While they may be proving themselves as a functioning company, they’re adding a target to their backs by playing against the big leagues like Solaris.
How Was Solaris Hacked?
Holden is now being dubbed “the darkweb Robinhood” as he’s given back to his homeland this Christmas, but how exactly did they hack into the Solaris mainframe? Well, Alex and his team have been hesitant to release exact details on how they managed to gain access.
The team proved that they were able to access the darknet marketplace backdoor with screenshots sent to Forbes representatives. In his conversation with the Forbes team. The Hold Security team managed to:
- Cake control of the internet infrastructure powering Solaris
- Gain control of a number of administrator accounts
- Grab the websites source code
- Collect a database of the users along with data such as “users, drop off locations, drug deliveries meetups.”
- For a brief moment, they even took control of the Solaris master wallet. A specific wallet used by both dealers and buyers for deposits and withdrawals (essentially the website’s internal exchange.)
Solaris Darknet Marketplace likely makes above $100 million per year if we compare it to alternative darknet market data. Which begs the question of why Hold Security only managed to control the wallet for a brief moment (presumably before the Solaris team noticed)
The master wallet is only used for the purpose of funds moving in and out instantaneously. Alex Holden claimed that “it rarely contained more than three bitcoin, worth $50,000. That meant there wasn’t a huge amount for him to siphon off, though he did manage to grab 1.6 bitcoin, worth $25,000, and send it to Enjoying Life. Hold Security is also making a separate donation of $8,000.”
This may open up a few questions on how much the team actually managed to grab, and why such a small amount was grabbed. The non-profit organisation Enjoying Life cofounder Tina Mikhailovskaya did confirm that he’d received the donations.

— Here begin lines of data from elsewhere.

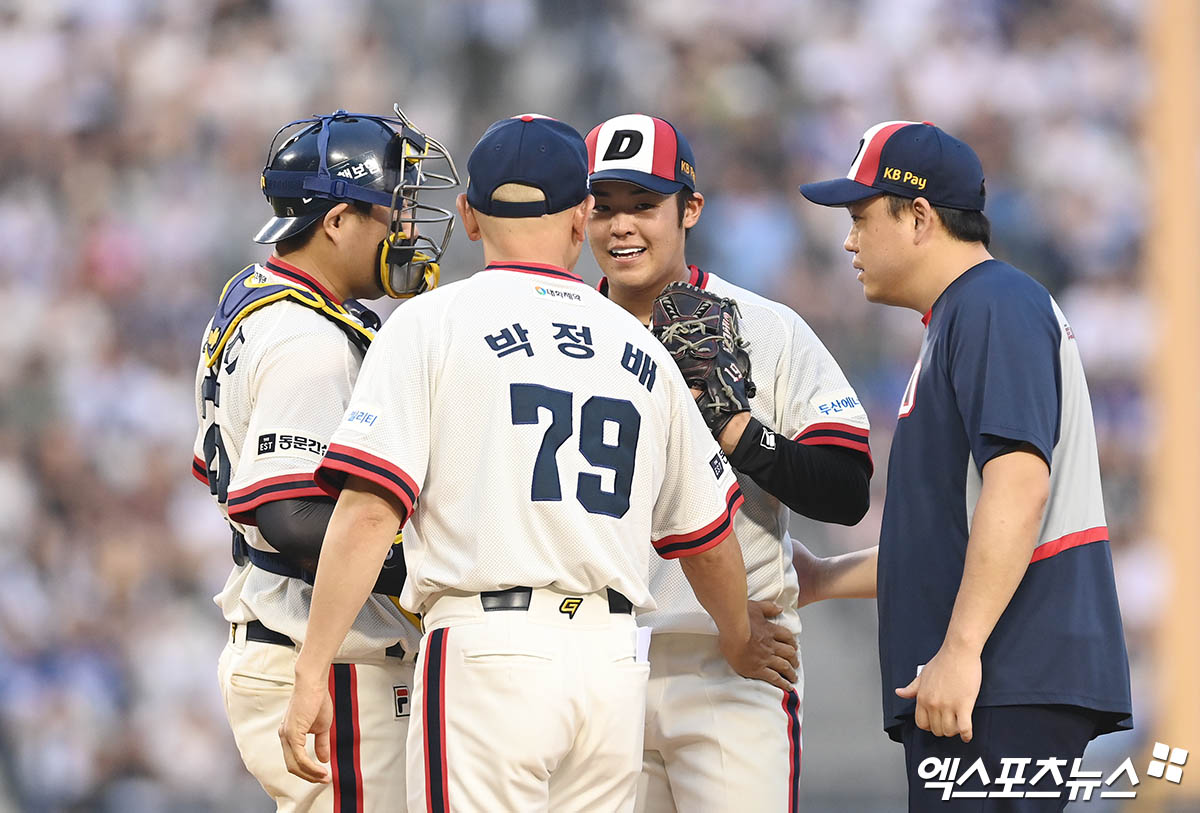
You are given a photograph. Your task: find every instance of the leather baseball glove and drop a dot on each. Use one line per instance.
(701, 331)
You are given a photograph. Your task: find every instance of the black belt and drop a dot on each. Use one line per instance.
(517, 598)
(261, 633)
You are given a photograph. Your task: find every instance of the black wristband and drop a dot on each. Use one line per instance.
(755, 452)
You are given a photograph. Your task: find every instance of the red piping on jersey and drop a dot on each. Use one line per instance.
(335, 769)
(355, 462)
(1053, 548)
(433, 722)
(304, 277)
(243, 503)
(709, 536)
(540, 269)
(792, 712)
(358, 739)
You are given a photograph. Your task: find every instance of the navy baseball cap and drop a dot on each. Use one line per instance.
(533, 150)
(909, 158)
(641, 150)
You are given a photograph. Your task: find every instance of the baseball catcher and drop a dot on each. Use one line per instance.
(701, 331)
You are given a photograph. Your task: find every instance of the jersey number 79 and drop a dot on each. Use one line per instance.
(597, 411)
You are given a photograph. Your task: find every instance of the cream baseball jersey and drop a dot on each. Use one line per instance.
(537, 434)
(803, 395)
(277, 387)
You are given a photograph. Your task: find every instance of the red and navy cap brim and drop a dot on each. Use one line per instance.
(281, 228)
(645, 180)
(838, 192)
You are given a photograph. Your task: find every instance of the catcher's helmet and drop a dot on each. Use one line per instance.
(377, 160)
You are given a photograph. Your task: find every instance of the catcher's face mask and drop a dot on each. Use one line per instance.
(418, 233)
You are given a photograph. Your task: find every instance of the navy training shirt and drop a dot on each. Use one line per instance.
(999, 367)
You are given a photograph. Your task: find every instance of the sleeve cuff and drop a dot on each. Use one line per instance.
(837, 434)
(709, 536)
(244, 501)
(341, 461)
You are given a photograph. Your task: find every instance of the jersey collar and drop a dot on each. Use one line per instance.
(696, 277)
(540, 269)
(291, 272)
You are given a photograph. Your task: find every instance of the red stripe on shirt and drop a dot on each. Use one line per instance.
(733, 500)
(1055, 547)
(351, 468)
(834, 427)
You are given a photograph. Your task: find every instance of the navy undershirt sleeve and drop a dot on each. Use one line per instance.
(827, 483)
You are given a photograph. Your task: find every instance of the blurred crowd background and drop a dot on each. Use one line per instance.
(131, 138)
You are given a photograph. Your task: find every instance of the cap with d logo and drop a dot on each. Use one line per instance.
(907, 158)
(641, 150)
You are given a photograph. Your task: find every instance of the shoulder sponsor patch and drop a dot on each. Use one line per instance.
(837, 404)
(551, 294)
(719, 463)
(361, 417)
(289, 444)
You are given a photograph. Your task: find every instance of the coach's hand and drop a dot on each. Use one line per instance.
(769, 654)
(311, 710)
(946, 691)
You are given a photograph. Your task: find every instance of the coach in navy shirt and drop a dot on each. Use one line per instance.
(1000, 632)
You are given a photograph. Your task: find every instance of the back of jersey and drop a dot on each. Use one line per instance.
(547, 433)
(265, 409)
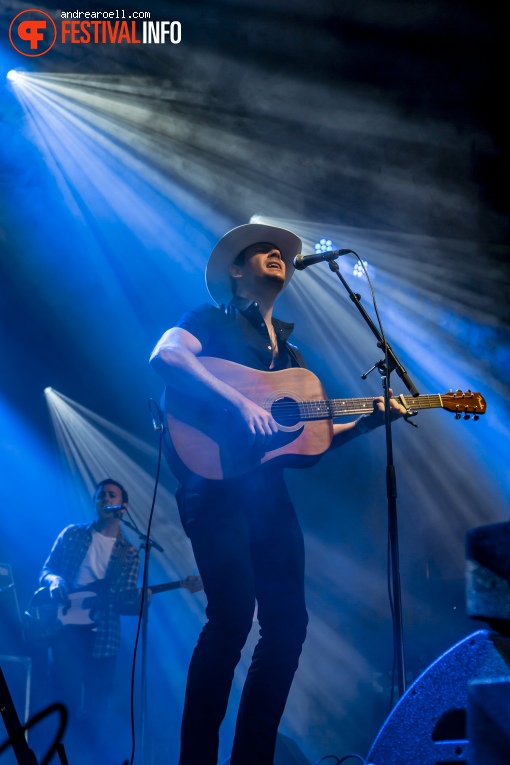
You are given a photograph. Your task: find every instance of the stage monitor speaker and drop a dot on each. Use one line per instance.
(428, 726)
(287, 752)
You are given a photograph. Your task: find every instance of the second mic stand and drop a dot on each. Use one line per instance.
(385, 366)
(147, 544)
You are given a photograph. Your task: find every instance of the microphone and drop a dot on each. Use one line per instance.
(114, 508)
(303, 261)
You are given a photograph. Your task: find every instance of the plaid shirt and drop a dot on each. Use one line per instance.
(121, 580)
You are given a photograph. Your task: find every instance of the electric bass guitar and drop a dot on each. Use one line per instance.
(45, 616)
(207, 441)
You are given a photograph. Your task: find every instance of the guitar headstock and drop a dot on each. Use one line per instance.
(464, 404)
(192, 583)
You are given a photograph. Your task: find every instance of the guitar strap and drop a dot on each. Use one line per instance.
(116, 568)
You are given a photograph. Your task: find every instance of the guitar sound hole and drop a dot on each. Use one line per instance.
(286, 412)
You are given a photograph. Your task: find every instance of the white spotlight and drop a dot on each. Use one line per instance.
(14, 75)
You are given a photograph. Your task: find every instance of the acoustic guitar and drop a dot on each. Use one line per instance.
(45, 616)
(207, 441)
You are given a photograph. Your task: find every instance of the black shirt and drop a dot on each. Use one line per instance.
(237, 332)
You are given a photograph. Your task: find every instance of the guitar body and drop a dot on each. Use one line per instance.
(44, 617)
(207, 441)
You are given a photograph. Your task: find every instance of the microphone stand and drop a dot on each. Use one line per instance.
(147, 545)
(385, 366)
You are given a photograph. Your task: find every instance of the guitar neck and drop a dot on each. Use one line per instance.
(339, 407)
(155, 588)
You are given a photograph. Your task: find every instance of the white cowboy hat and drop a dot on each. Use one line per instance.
(217, 274)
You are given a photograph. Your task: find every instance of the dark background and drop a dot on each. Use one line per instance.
(382, 124)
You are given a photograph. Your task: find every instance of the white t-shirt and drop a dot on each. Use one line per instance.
(96, 560)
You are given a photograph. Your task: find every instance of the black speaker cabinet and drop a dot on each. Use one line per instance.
(428, 726)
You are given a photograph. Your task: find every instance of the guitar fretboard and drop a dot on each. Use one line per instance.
(337, 407)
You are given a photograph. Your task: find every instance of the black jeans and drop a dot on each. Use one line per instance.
(248, 546)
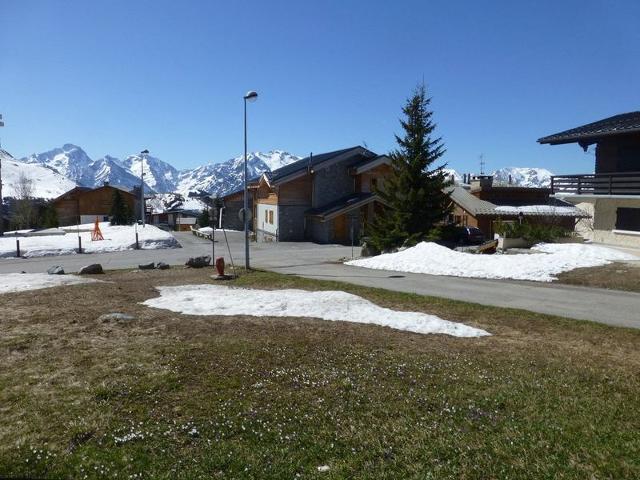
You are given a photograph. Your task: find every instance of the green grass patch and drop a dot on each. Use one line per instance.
(175, 396)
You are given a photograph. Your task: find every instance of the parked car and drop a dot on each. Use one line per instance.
(469, 236)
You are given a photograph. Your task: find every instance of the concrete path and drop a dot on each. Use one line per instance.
(322, 262)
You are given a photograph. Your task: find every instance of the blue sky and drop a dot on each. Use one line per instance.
(118, 76)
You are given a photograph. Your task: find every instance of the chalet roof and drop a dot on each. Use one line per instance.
(342, 205)
(477, 207)
(592, 132)
(296, 169)
(80, 189)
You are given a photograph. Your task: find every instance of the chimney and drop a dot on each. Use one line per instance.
(481, 182)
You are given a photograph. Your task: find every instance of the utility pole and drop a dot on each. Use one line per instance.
(1, 201)
(142, 212)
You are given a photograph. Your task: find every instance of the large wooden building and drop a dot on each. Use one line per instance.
(325, 198)
(612, 193)
(84, 205)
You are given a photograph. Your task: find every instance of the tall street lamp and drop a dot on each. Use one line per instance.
(1, 204)
(251, 96)
(142, 155)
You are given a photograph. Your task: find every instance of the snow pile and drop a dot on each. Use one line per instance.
(116, 238)
(542, 266)
(329, 305)
(21, 282)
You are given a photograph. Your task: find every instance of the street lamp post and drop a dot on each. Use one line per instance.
(1, 202)
(251, 96)
(142, 155)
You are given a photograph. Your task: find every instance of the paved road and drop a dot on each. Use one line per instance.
(321, 262)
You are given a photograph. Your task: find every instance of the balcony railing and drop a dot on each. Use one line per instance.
(626, 183)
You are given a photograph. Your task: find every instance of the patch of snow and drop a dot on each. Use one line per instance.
(116, 238)
(21, 282)
(550, 260)
(46, 182)
(325, 305)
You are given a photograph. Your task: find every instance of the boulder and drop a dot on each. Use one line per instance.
(115, 316)
(199, 262)
(93, 269)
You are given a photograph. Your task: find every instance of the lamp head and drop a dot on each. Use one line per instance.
(251, 96)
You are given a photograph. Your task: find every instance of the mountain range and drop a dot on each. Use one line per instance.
(59, 169)
(73, 163)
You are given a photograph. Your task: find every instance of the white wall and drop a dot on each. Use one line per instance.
(263, 215)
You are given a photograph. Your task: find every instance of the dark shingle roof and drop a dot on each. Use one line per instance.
(589, 133)
(342, 205)
(313, 161)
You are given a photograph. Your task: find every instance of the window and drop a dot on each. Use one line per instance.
(628, 219)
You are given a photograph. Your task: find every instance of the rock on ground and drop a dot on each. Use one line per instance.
(93, 269)
(198, 262)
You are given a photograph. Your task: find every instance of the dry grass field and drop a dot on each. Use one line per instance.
(172, 396)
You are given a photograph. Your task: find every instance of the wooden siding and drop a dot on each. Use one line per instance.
(98, 202)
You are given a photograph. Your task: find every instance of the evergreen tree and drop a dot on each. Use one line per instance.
(413, 195)
(120, 211)
(203, 219)
(50, 217)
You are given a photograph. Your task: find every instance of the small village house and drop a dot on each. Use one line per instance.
(481, 203)
(612, 192)
(84, 205)
(325, 198)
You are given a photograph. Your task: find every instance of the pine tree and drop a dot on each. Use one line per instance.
(50, 217)
(414, 194)
(120, 211)
(203, 218)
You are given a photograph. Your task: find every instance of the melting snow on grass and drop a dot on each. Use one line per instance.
(116, 238)
(547, 261)
(325, 305)
(20, 282)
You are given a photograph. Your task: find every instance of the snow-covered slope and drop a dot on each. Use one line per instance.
(524, 176)
(46, 183)
(109, 169)
(158, 175)
(163, 202)
(69, 160)
(221, 178)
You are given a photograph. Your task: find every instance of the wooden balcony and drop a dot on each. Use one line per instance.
(623, 183)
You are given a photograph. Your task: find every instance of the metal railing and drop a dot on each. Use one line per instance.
(623, 183)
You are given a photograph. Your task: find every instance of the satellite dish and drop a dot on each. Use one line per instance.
(241, 215)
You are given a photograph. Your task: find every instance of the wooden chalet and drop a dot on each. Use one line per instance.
(611, 194)
(84, 205)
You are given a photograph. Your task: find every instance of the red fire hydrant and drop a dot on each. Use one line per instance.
(220, 266)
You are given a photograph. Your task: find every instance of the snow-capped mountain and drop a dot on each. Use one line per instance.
(222, 178)
(45, 182)
(523, 176)
(158, 175)
(69, 160)
(163, 202)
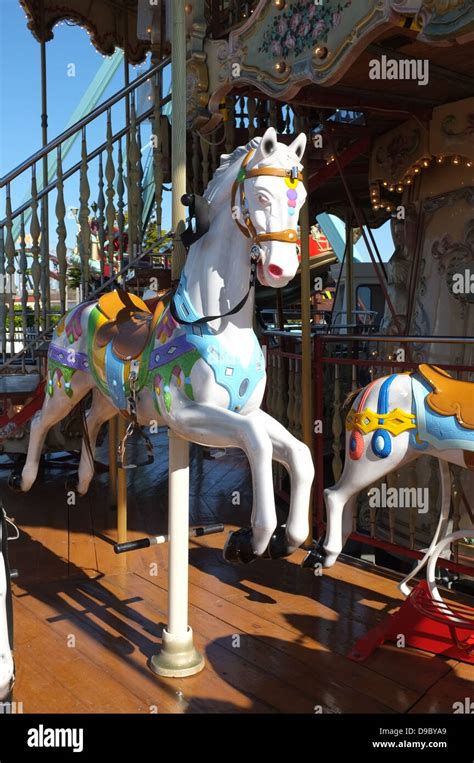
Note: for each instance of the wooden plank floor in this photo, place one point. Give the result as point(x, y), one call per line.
point(274, 636)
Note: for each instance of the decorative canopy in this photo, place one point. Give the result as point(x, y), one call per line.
point(110, 23)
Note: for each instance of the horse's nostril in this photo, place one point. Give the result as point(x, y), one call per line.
point(275, 270)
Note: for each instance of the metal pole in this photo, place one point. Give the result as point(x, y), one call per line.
point(349, 270)
point(306, 345)
point(45, 202)
point(113, 461)
point(121, 487)
point(178, 134)
point(178, 656)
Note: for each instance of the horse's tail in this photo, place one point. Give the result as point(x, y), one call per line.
point(84, 432)
point(347, 404)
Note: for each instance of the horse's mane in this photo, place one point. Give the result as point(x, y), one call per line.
point(227, 160)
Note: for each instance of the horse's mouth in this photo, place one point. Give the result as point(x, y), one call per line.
point(260, 275)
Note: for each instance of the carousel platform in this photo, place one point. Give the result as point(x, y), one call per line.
point(275, 637)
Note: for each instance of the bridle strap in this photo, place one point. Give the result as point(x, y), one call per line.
point(236, 309)
point(272, 171)
point(287, 236)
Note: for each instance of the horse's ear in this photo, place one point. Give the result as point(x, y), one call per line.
point(267, 145)
point(298, 146)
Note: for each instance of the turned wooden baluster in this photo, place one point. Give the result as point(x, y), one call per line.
point(392, 480)
point(120, 204)
point(336, 427)
point(282, 390)
point(290, 409)
point(241, 108)
point(140, 186)
point(456, 492)
point(280, 125)
point(101, 220)
point(158, 156)
point(3, 323)
point(196, 163)
point(110, 193)
point(298, 405)
point(229, 124)
point(9, 286)
point(132, 183)
point(61, 249)
point(214, 157)
point(84, 225)
point(270, 382)
point(205, 162)
point(354, 378)
point(274, 108)
point(251, 111)
point(23, 262)
point(262, 114)
point(35, 231)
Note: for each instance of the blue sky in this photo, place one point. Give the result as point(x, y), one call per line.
point(20, 103)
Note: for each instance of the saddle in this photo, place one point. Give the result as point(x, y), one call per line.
point(129, 323)
point(450, 396)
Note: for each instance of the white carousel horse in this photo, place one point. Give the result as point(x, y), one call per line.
point(393, 421)
point(7, 667)
point(196, 366)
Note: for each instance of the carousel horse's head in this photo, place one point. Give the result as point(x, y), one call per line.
point(270, 193)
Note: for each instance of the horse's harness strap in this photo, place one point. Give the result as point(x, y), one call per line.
point(287, 236)
point(292, 175)
point(133, 425)
point(254, 257)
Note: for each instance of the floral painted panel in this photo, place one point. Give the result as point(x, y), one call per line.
point(300, 26)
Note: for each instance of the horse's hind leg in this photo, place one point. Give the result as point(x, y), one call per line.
point(55, 408)
point(357, 476)
point(100, 411)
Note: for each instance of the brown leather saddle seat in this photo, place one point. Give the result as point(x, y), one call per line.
point(128, 326)
point(450, 397)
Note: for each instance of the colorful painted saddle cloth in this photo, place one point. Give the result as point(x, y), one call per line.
point(121, 330)
point(444, 410)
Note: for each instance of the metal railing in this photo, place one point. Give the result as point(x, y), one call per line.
point(109, 225)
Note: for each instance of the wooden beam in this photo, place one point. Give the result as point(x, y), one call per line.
point(345, 158)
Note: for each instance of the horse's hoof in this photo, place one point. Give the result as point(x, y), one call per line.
point(72, 484)
point(315, 557)
point(14, 482)
point(278, 546)
point(238, 547)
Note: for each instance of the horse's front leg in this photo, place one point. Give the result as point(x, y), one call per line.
point(296, 458)
point(218, 427)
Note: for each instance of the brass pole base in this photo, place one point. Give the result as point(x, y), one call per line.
point(178, 658)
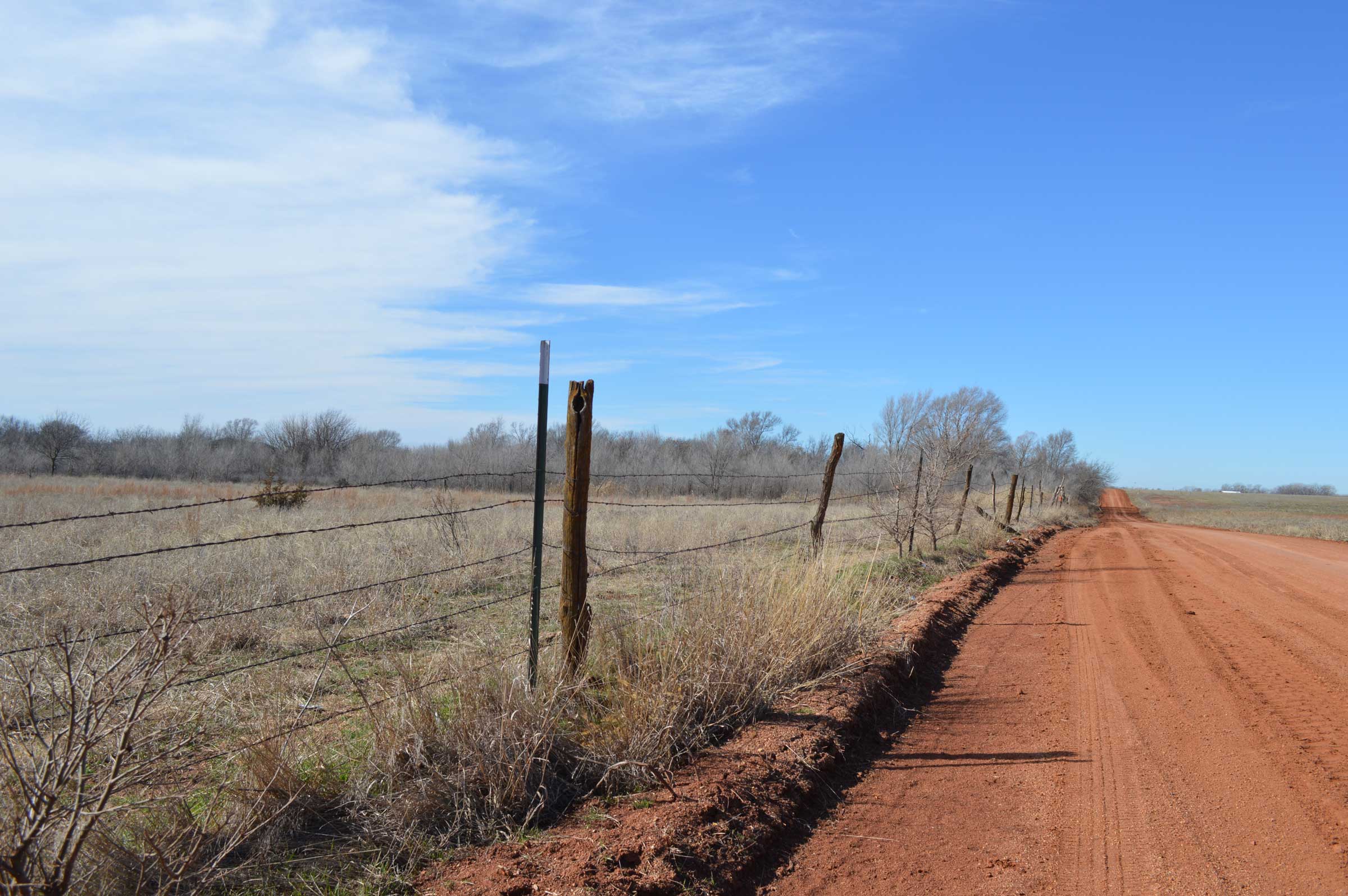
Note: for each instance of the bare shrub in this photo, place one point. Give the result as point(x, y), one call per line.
point(84, 746)
point(278, 495)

Mikhailovskaya also confirmed that these funds would be used for the elderly, families and internally displaced persons who suffered because of Russia’s war.
What Does This Mean For Solaris Darknet Marketplace Users?
From our research, the Solaris Darknet admin has not made any comments on this, which may speak for itself. Hold Security LLC is a well-established firm; they’ve managed to fight against some of the world’s most prominent hackers, and Solaris may be one of their biggest fishes yet.
The $25,000 stolen from Solaris will barely have a dent in their revenue this year. But the greater risk is now with the users and the future of the website. Unfortunately, I don’t speak Russian and can’t see the overall impact so far, but if the community follows patterns of other fallen darknet markets. Vendors are already searching for new homes.
The user data and drop-off locations could be used against the community. And since Alex Holden refuses to provide information on how he hacked the website, it’s safe to assume he’s injected further backdoors into the marketplace, causing many issues for the future of the marketplace.
A large reason for Alex Holden’s attack was due to Solaris’s connection to a hacking crew known as Killnet. The Killnet currently works as a “patriotic mercenary promising to target Ukrainians and their supporters.” Alex hopes that his attacks on Solaris mean less opportunity for the Killnet crew to continue their endeavours.
Alex also said, “Maybe Russians without their drugs would soberly look at their country and do something. Maybe the Kremlin won’t defend their country’s drug trade and fix the drug problems instead of invading Ukraine.”
I guess we’ll see the outcome in the coming months, but for now, we’d suggest looking for a new Darknet Market.